The network is predicting a discrete distribution over the three entries. Letting the predictive label be the random variable $\hat Y$ and naming its possible values $a$, $b$, and $c$, it says that $\Pr(\hat Y = a) = 0.4$, $\Pr(\hat Y = b) = 0.1$, and $\Pr(\hat Y = c) = 0.5$. Note that $\hat Y$ is a function of the network's parameters $\theta$ and the feature vector $x$: we can write it as $\hat Y_\theta(x)$ to denote its dependence on $\theta$ and $x$.
Now, we want to see if that predicted distribution is any good. We only have one data point to evaluate this with: the true observed value $y$, which in this case was observed as $a$. Taking a maximum-likelihood approach, we choose to evaluate the quality of a network $\theta$ by its likelihood: the probability of $a$ under the predictive distribution $\Pr(\hat Y_\theta(x) = \cdot)$, which we can evaluate as $P(\hat Y_\theta(x) = a) = 0.4$. (If the labels were continuous, then we'd use the probability density.)
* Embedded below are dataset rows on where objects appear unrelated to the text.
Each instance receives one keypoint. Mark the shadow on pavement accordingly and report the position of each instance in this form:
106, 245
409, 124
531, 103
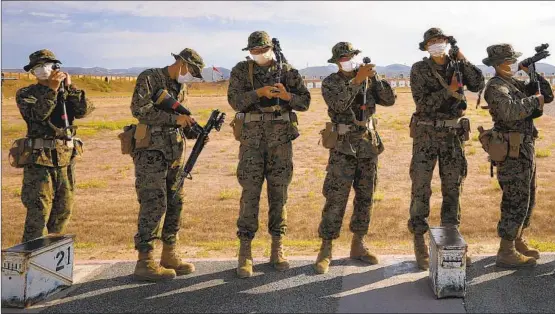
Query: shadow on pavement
215, 288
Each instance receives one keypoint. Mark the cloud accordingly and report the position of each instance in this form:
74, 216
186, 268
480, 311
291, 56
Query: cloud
389, 32
44, 14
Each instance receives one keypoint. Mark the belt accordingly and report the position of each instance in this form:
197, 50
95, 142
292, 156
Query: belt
343, 128
157, 128
41, 143
252, 116
453, 123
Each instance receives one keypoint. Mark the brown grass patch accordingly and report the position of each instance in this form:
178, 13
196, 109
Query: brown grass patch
105, 216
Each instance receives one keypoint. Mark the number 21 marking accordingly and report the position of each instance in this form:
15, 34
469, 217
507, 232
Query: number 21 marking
60, 257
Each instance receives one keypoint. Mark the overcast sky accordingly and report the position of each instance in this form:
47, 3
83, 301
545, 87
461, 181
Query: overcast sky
125, 34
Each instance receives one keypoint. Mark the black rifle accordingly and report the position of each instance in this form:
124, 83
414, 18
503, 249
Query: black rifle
280, 58
530, 63
68, 130
214, 122
456, 64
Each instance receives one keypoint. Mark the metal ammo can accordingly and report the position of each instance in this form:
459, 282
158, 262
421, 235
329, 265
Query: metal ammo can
447, 262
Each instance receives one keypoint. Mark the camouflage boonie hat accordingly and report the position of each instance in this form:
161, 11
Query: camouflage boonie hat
500, 53
341, 49
259, 39
429, 34
193, 58
38, 57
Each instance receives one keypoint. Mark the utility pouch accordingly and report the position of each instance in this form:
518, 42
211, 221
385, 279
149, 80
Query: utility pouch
78, 147
494, 143
412, 126
142, 136
329, 135
377, 144
126, 139
465, 124
515, 139
237, 125
20, 153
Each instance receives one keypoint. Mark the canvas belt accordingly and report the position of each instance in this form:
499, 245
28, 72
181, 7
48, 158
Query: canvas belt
343, 128
266, 116
41, 143
453, 123
157, 128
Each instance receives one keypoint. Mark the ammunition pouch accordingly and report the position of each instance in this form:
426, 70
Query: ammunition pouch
142, 136
465, 125
412, 126
126, 139
21, 153
377, 144
494, 143
237, 125
329, 135
78, 148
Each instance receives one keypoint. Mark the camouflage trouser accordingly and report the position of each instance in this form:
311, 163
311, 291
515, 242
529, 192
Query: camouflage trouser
345, 171
159, 213
430, 145
517, 178
276, 165
47, 193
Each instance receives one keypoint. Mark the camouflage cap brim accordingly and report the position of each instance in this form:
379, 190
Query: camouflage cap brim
31, 65
351, 52
422, 45
497, 61
198, 72
257, 47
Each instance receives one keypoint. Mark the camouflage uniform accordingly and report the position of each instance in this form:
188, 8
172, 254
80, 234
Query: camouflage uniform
432, 142
157, 166
266, 149
49, 178
353, 162
511, 103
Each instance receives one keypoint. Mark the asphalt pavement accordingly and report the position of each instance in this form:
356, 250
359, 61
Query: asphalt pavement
393, 286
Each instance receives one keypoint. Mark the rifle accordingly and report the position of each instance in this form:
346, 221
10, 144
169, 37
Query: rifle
280, 58
530, 63
456, 63
214, 122
68, 130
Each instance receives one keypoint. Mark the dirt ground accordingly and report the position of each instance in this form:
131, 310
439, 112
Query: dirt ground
105, 214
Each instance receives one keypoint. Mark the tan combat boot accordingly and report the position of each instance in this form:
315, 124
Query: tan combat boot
277, 259
508, 257
522, 246
421, 252
147, 269
244, 267
360, 251
324, 257
171, 260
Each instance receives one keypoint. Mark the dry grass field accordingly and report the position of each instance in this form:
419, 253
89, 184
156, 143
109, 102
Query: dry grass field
105, 213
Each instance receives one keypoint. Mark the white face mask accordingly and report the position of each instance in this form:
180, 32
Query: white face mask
263, 58
188, 77
43, 72
437, 50
348, 66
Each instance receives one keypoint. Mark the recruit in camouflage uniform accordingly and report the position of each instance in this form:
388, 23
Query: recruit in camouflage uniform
265, 131
158, 155
353, 161
513, 106
438, 133
49, 175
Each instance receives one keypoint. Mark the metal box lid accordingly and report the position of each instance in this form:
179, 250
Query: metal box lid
37, 244
447, 238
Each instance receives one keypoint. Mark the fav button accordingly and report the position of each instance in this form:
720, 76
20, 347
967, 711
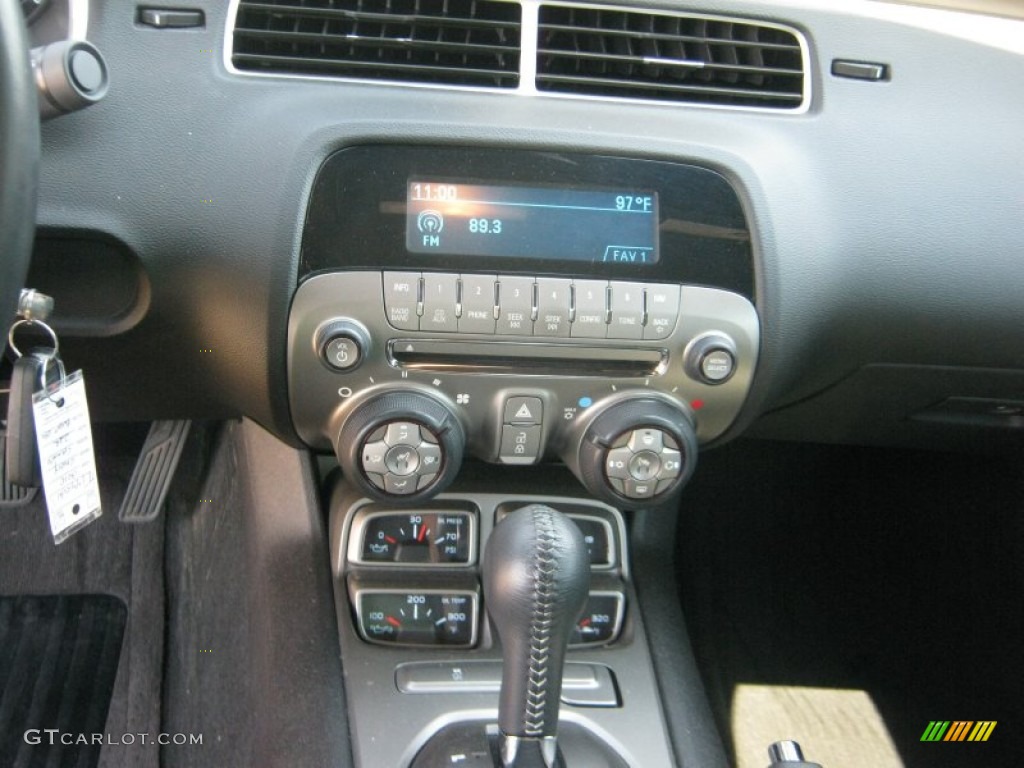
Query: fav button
663, 310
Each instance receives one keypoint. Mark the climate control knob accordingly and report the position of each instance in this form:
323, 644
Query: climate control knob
401, 446
636, 453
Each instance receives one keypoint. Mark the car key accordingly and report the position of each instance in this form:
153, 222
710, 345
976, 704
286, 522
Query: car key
23, 459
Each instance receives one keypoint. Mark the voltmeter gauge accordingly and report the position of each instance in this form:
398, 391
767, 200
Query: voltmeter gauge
415, 538
418, 617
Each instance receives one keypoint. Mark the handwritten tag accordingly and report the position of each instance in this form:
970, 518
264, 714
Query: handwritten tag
66, 457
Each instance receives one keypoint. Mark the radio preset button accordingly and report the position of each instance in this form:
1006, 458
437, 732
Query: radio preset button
439, 293
590, 308
515, 305
477, 304
627, 310
401, 296
552, 307
663, 310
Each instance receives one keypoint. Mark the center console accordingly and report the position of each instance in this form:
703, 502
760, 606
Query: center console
519, 307
462, 316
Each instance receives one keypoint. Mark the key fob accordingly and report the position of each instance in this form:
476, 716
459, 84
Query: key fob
23, 458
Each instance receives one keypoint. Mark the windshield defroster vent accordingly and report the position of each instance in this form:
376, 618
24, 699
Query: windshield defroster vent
451, 42
668, 57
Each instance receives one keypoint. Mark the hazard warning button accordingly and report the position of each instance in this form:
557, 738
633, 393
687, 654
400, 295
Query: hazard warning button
521, 411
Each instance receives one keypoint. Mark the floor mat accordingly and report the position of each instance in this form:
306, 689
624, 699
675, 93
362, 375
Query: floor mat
881, 577
58, 659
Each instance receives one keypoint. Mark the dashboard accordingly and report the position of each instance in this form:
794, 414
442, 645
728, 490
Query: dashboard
418, 238
882, 251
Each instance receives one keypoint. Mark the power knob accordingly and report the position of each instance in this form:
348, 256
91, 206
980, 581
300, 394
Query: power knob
637, 453
401, 446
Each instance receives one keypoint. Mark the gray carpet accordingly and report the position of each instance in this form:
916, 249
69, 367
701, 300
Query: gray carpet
104, 558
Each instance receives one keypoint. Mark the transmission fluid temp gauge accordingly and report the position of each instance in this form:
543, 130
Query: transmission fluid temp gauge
418, 617
422, 538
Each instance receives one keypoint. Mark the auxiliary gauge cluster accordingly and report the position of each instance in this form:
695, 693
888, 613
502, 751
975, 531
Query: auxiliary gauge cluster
414, 573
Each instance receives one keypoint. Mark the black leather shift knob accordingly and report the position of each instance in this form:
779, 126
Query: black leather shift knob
536, 580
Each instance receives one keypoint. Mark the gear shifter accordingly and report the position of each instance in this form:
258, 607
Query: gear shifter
536, 580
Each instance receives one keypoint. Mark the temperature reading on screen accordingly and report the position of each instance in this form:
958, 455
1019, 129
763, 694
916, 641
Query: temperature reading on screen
564, 223
634, 203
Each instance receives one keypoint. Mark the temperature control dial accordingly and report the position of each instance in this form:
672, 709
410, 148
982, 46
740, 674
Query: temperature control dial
401, 446
637, 452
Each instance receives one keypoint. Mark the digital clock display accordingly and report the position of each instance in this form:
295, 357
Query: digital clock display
537, 222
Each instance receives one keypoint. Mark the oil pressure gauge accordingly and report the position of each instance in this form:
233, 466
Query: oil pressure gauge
422, 538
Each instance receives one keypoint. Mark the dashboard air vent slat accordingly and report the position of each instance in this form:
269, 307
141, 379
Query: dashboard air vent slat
451, 42
668, 57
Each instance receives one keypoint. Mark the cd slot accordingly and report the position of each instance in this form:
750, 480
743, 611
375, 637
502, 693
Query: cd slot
506, 356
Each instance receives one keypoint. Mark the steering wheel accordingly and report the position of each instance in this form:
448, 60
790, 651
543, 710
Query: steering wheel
18, 156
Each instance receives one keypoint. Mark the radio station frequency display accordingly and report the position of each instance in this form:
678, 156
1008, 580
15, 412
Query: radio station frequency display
536, 222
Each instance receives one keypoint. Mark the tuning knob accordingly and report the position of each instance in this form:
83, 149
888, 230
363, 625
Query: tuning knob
638, 452
401, 446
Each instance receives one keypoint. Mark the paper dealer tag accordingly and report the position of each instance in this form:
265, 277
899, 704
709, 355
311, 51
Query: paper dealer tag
66, 458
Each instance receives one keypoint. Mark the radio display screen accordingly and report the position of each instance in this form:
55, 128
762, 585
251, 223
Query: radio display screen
539, 222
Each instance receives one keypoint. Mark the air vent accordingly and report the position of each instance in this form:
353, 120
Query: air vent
452, 42
605, 52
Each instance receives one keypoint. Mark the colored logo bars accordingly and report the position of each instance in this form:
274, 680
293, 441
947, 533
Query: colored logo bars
958, 730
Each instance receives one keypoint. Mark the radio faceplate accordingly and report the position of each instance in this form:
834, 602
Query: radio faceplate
526, 396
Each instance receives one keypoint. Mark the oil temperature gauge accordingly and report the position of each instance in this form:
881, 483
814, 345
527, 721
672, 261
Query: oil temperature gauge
417, 617
414, 538
601, 620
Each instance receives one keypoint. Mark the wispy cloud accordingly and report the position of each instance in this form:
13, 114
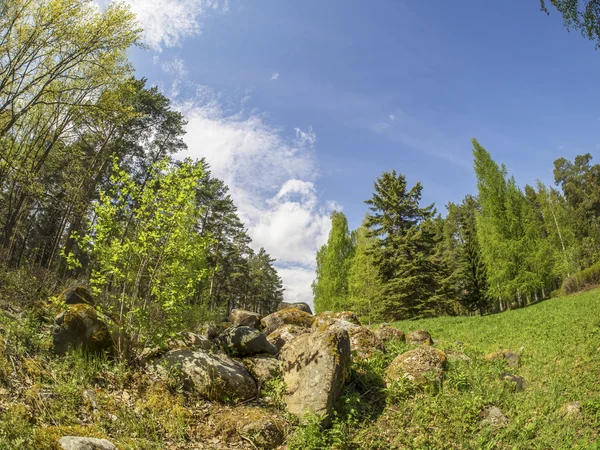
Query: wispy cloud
271, 177
167, 23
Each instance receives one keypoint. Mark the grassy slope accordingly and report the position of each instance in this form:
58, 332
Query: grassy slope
559, 341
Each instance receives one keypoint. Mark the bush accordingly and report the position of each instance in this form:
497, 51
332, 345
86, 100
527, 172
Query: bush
580, 281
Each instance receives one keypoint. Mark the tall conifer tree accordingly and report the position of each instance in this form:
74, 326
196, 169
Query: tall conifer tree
330, 289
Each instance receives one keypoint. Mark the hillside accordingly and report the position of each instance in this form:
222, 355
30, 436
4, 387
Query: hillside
560, 362
44, 397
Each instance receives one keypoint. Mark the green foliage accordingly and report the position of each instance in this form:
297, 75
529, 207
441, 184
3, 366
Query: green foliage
364, 282
405, 252
333, 263
581, 15
148, 254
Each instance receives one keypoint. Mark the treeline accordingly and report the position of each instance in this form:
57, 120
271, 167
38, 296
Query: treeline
503, 248
89, 187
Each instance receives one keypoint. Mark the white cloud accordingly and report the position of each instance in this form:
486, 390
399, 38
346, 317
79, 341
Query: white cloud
271, 178
306, 138
167, 22
178, 74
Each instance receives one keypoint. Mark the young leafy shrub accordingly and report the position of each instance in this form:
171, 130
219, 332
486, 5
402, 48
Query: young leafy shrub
149, 255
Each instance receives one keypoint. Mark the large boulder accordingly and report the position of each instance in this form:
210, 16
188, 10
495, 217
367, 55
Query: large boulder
421, 366
212, 376
281, 336
246, 318
315, 368
212, 330
191, 341
387, 333
299, 305
511, 357
81, 326
76, 295
83, 443
335, 321
288, 316
327, 316
245, 341
364, 343
419, 337
263, 368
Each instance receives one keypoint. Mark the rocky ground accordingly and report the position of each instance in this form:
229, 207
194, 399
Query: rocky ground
288, 380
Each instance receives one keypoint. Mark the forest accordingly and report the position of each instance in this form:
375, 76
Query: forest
90, 189
501, 248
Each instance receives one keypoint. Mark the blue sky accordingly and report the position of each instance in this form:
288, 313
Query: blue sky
300, 106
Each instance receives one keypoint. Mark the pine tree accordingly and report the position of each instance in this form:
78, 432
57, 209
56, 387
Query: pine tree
467, 280
330, 289
364, 282
404, 254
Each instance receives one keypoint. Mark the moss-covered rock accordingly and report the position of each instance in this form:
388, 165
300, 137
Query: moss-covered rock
419, 337
263, 368
388, 333
421, 366
281, 336
84, 443
364, 343
246, 318
298, 305
76, 295
190, 341
288, 316
245, 341
212, 376
81, 326
511, 357
315, 368
348, 316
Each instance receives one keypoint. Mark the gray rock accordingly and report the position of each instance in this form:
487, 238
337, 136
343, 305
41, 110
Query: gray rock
246, 318
262, 367
288, 316
281, 336
492, 416
80, 326
245, 341
191, 341
315, 368
419, 337
212, 376
420, 365
83, 443
388, 333
518, 382
299, 305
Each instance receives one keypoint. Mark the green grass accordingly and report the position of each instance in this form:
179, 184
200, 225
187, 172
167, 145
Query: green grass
558, 340
559, 344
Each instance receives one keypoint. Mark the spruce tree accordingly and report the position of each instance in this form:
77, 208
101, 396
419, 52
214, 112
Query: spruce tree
404, 254
330, 289
364, 282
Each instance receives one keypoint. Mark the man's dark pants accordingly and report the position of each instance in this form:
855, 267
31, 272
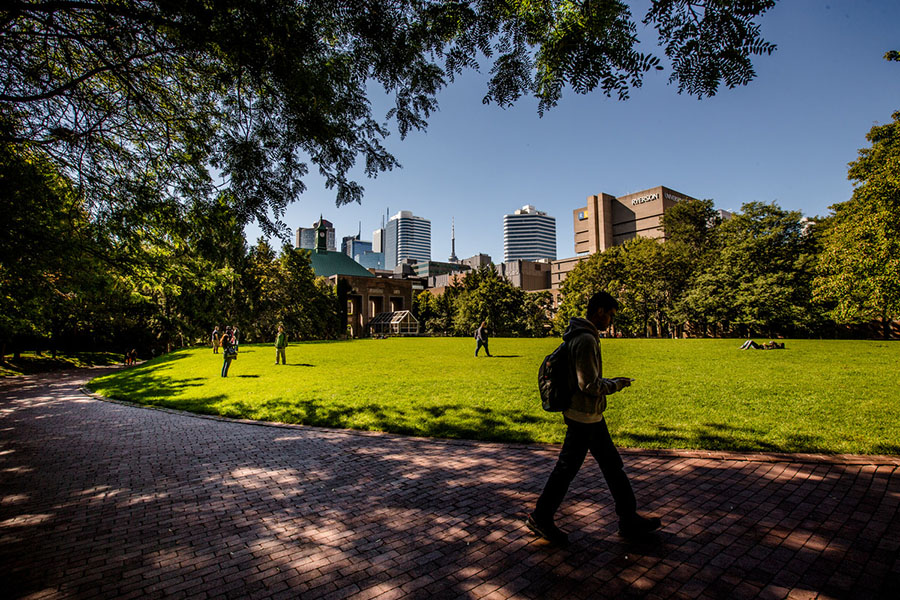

Now, the network actually predicts one of these distributions for each of the possible inputs $x_i$; our measure of the overall quality of the network as a predictor is the sum of the likelihoods for each data sample. Because we assume these are iid, we get
$$
\log \Pr\left( \big( \hat Y_\theta(x^{(i)}) \big)_{i=1}^n = \big( y^{(i)} \big)_{i=1}^n \right)
= \log \prod_{i=1}^n \Pr\left( \hat Y_\theta(x^{(i)}) = y^{(i)} \right)
= \sum_{i=1}^n \log \Pr\left( \hat Y_\theta(x^{(i)}) = y^{(i)} \right)
.$$
The log-likelihood of a parameter value $\theta$ under the data $\{(x^{(i)}, y^{(i)}) \}_{i=1}^n$ is then
$$
\ell(\theta) = \sum_{i=1}^n \log \Pr(\hat Y_\theta(x^{(i)}) = y^{(i)})
,$$
which is what we want to maximize.
Compare to the case of finding the maximum-likelihood estimator for a series of biased coin flips. There the model is $\mathrm{Bernoulli}(\theta)$, i.e. $\Pr(\hat Y_\theta = H) = \theta$, $\Pr(\hat Y_\theta = T) = 1 - \theta$. The log-likelihood is
$$\sum_{i=1}^n \begin{cases}\log(\theta) & y^{(i)} = H \\ \log(1 - \theta) & y^{(i)} = T\end{cases},$$
and we can estimate $\theta$ by maximizing $\ell(\theta)$ given the $y^{(i)}$.
The only difference in this case is that there are also feature vectors $x^{(i)}$, and we're maximzing the likelihood conditional on the $x^{(i)}$.